I’ve been married for a number of years and prior to marriage I was open with my (now)wife about my dressing. The response was that she was fine with it but didn’t want to be involved. At the time it was easy, with the bustle of life to push away urges to dress or to dress infrequently. Over the past few years the need to dress has been constant. I dress as frequently as I can but fear being caught by S.O. and things exploding knowing that she want not to be involved. I’m ok that she does not want to engage when I dress but I want to be able to venture out and attend local group events with her blessing not sneaking around.
Thoughts/Advice, should I broach the subject again or just let sleeping dogs lie.
Struggling,
Emily
- April 14, 2018 at 10:13 am #95837
I don’t want to bias this with my experience, but I would suggest that not wanting to participate is perhaps a kind of denial. If confronted with the reality, she may no longer be able to maintain her current equilibrium. Step lightly.

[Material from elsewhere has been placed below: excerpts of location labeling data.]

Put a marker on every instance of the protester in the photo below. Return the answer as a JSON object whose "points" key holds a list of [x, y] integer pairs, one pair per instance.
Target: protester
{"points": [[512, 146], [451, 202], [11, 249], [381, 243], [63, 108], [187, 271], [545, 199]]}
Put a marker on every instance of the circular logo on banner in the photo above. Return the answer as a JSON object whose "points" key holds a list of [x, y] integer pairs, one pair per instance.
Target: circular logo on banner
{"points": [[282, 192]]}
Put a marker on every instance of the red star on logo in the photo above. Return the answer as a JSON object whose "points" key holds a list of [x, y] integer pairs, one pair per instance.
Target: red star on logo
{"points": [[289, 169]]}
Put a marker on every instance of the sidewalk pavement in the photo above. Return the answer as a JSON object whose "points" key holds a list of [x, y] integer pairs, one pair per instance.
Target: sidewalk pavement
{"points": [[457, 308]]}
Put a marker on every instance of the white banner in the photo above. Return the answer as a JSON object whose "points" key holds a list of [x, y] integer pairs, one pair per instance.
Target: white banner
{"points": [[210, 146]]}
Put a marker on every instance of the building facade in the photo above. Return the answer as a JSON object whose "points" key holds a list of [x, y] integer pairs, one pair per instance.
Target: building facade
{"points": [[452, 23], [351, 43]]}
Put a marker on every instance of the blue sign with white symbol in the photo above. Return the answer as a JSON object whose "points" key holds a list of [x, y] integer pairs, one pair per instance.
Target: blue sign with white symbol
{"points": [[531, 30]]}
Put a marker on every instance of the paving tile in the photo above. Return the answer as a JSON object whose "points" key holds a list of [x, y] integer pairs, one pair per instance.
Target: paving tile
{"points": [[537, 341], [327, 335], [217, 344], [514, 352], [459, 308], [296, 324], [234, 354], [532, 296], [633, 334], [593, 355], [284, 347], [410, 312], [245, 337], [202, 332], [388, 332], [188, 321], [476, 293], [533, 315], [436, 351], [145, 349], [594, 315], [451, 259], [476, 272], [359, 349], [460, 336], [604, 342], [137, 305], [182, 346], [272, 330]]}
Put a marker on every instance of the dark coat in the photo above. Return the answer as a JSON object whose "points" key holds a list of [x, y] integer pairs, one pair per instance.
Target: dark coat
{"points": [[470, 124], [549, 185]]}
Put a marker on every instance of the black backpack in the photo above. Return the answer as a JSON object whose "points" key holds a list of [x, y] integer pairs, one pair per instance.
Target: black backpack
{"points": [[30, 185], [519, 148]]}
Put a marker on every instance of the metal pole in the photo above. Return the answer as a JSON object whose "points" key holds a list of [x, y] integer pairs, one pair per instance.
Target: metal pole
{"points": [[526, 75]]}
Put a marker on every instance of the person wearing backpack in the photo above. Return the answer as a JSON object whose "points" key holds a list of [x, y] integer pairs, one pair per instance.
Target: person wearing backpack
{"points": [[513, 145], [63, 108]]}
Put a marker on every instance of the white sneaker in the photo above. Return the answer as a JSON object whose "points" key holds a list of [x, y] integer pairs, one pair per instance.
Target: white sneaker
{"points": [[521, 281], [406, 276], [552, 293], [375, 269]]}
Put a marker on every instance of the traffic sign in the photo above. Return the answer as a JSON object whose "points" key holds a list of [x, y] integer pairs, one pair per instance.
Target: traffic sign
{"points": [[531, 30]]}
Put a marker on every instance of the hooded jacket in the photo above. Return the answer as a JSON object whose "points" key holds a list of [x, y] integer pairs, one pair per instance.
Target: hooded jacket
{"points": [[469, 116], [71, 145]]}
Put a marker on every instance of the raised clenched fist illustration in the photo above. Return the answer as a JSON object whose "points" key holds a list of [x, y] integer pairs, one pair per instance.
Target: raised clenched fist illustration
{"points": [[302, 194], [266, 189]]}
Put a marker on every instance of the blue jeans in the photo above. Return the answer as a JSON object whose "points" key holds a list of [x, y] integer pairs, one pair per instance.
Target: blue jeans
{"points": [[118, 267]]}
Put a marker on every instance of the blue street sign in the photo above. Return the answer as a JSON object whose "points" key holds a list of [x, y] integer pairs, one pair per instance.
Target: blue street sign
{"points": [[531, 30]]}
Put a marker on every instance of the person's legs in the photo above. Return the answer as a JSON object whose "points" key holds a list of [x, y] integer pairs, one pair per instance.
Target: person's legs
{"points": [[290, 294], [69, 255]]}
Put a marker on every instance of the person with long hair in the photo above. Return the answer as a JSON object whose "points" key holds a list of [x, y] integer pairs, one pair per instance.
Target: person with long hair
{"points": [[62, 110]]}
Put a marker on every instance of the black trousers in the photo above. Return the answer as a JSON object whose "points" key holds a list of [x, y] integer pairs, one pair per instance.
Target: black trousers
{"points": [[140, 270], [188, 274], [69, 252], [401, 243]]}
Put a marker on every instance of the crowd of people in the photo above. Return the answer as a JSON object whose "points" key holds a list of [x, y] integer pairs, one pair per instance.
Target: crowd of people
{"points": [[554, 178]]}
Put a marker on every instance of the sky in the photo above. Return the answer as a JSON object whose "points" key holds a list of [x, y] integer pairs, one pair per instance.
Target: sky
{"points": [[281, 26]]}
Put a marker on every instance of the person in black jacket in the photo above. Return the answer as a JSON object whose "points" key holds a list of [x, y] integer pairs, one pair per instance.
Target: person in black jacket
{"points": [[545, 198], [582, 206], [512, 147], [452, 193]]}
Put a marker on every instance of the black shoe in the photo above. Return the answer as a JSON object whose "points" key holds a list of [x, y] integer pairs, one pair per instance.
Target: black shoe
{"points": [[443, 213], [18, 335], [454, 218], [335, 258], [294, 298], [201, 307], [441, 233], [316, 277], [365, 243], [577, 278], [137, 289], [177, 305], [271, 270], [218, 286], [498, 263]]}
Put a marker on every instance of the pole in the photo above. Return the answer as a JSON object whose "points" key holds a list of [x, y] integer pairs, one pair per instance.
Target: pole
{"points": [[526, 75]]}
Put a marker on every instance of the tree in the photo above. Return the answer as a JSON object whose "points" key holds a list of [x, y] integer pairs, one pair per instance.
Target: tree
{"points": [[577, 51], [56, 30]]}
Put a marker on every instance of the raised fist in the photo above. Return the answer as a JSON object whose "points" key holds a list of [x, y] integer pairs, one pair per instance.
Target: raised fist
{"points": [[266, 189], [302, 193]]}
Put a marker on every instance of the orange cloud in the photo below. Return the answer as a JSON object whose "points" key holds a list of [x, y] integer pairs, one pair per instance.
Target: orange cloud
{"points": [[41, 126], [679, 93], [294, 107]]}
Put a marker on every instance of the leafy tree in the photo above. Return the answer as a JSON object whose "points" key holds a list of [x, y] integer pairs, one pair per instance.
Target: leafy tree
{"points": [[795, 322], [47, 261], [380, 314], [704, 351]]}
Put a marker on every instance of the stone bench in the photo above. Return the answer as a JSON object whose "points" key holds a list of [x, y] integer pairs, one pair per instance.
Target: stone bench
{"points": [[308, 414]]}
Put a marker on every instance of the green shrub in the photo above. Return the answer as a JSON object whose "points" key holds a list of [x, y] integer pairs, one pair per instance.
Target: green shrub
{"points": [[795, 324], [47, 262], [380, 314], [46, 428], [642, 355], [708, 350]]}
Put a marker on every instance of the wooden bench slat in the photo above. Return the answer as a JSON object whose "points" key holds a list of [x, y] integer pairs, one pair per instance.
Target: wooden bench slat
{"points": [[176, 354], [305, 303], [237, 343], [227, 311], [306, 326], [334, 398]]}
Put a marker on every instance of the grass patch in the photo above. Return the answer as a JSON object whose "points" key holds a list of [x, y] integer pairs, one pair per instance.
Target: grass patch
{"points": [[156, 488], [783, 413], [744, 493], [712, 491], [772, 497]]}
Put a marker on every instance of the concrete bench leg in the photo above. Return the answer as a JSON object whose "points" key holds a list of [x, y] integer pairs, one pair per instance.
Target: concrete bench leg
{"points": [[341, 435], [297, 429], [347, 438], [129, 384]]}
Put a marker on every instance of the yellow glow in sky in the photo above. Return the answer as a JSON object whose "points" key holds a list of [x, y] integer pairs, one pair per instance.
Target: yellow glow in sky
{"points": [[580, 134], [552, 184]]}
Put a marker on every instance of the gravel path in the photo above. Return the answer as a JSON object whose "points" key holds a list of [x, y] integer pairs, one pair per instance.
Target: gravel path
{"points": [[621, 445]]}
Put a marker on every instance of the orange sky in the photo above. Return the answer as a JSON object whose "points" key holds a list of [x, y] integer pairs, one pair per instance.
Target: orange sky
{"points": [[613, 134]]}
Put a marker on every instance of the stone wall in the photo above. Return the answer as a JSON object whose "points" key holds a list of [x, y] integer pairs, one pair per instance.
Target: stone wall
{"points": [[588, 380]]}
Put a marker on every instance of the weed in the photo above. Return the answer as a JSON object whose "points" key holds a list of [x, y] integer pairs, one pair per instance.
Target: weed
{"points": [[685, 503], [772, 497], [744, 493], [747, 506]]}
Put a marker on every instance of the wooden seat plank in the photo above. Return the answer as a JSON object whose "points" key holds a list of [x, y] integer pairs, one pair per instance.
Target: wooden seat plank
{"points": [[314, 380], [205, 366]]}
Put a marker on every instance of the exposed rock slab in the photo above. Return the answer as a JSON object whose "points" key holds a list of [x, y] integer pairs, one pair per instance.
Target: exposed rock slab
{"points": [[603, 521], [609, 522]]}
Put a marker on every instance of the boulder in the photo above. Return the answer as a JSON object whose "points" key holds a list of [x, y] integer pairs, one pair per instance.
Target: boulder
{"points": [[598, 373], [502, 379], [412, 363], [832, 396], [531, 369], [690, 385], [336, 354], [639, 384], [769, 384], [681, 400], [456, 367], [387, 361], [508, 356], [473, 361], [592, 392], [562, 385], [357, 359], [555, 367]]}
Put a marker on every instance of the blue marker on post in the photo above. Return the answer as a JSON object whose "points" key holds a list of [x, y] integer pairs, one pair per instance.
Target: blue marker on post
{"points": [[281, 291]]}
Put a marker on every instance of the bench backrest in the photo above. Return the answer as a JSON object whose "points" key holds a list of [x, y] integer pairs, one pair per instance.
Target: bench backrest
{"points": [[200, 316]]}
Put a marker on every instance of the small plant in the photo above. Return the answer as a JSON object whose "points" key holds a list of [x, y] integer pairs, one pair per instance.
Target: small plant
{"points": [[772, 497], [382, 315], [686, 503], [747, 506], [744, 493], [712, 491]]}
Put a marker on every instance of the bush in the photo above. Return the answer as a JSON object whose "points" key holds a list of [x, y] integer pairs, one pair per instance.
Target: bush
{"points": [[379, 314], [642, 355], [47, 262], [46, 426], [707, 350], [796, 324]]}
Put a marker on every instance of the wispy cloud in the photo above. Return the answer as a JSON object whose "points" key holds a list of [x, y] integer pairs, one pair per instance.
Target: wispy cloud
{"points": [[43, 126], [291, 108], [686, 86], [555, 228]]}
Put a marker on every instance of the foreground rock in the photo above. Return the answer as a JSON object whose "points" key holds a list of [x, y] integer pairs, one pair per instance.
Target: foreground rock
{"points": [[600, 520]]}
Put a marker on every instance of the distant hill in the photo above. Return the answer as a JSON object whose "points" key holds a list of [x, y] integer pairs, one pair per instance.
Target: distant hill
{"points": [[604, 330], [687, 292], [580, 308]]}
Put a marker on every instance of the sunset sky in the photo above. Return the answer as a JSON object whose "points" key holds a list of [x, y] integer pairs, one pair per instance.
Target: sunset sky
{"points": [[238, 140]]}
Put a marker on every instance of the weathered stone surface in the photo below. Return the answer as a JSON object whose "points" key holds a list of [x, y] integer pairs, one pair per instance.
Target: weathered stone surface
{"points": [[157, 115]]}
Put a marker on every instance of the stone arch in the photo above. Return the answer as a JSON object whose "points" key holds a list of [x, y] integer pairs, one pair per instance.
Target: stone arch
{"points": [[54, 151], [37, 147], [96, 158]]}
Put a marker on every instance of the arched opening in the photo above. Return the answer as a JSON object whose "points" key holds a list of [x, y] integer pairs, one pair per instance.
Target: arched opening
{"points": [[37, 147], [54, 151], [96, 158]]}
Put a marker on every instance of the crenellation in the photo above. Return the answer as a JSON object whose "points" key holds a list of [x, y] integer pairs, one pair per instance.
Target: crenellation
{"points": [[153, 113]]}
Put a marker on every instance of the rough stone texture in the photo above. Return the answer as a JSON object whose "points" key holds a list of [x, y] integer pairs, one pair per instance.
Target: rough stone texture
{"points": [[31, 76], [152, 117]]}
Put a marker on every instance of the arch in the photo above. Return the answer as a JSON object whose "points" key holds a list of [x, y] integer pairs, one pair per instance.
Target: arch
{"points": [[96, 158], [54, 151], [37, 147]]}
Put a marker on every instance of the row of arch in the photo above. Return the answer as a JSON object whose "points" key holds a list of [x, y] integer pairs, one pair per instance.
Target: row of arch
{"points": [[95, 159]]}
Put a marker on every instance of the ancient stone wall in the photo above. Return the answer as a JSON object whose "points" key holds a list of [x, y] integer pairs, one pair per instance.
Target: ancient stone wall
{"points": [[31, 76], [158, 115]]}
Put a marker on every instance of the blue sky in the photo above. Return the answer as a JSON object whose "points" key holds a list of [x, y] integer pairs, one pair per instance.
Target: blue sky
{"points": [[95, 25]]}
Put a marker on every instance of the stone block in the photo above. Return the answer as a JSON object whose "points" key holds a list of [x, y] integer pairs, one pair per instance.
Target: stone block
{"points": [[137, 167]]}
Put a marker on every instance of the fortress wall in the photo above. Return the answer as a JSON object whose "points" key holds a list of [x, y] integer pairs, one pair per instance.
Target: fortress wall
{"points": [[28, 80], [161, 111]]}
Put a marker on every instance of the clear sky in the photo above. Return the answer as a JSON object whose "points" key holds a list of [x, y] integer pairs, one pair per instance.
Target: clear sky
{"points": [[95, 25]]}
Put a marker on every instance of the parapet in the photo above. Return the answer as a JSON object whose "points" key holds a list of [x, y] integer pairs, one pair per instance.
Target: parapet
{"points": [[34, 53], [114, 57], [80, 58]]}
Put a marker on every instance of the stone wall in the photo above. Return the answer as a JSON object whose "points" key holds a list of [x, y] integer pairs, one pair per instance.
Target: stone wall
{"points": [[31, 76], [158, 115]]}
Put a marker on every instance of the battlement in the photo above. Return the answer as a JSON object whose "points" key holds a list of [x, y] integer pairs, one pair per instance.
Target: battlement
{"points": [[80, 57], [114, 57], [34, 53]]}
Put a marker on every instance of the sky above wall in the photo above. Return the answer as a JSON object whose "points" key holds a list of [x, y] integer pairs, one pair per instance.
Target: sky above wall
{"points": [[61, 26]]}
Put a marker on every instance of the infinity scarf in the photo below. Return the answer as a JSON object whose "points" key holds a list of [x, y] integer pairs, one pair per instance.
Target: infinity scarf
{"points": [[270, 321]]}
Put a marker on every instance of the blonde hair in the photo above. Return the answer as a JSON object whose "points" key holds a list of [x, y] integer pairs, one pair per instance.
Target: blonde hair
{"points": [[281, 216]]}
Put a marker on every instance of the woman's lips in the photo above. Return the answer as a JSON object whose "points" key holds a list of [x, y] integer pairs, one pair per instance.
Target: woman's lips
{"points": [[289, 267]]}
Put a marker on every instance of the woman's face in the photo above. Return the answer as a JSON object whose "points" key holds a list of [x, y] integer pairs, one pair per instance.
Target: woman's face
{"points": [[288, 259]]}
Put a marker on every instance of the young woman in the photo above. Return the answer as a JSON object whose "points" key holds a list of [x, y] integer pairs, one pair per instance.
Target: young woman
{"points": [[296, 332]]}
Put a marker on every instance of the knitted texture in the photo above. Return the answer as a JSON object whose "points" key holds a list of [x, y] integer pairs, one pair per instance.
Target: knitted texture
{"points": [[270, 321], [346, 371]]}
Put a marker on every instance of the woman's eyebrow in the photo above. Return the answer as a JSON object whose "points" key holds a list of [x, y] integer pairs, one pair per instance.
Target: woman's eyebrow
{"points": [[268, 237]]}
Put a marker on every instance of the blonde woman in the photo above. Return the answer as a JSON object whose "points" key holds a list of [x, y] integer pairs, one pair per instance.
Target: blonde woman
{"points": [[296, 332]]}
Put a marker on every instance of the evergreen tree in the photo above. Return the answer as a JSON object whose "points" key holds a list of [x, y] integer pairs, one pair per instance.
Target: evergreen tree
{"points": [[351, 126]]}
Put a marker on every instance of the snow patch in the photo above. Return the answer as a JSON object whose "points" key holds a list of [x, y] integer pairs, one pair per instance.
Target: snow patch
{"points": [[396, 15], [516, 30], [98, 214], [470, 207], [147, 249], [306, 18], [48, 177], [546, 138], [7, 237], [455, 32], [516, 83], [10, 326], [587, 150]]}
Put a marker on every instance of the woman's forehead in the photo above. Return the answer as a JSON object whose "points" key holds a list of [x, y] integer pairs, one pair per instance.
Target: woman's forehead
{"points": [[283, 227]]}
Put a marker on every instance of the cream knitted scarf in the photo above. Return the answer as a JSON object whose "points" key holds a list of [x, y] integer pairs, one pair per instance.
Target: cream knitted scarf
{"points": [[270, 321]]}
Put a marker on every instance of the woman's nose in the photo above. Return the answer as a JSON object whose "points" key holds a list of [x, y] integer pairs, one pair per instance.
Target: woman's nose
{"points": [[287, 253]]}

- April 14, 2018 at 12:33 pm #95843AnonymousLady
Hello Emily
I agree that you should tred lightly but better to have some sort of understanding in stead of her finding out without warning. A delicate conversation with a willingness to find her boundaries and rules will go a long way. But be careful because she may just say no to everything at which point you need to know what you are going to do. Trying to maintain a marriage on deception will eventually cause you both pain. My wife has a don’t ask don’t tell policy but it is based on the knowledge that I am out and about fully dressed. Good luck!
🍷C
- April 20, 2018 at 7:54 pm #96615
I will just say this: even though your wife knows about your need to be feminine, do not even consider sneaking out behind her back. So far your marriage is holding together. Don’t push your luck.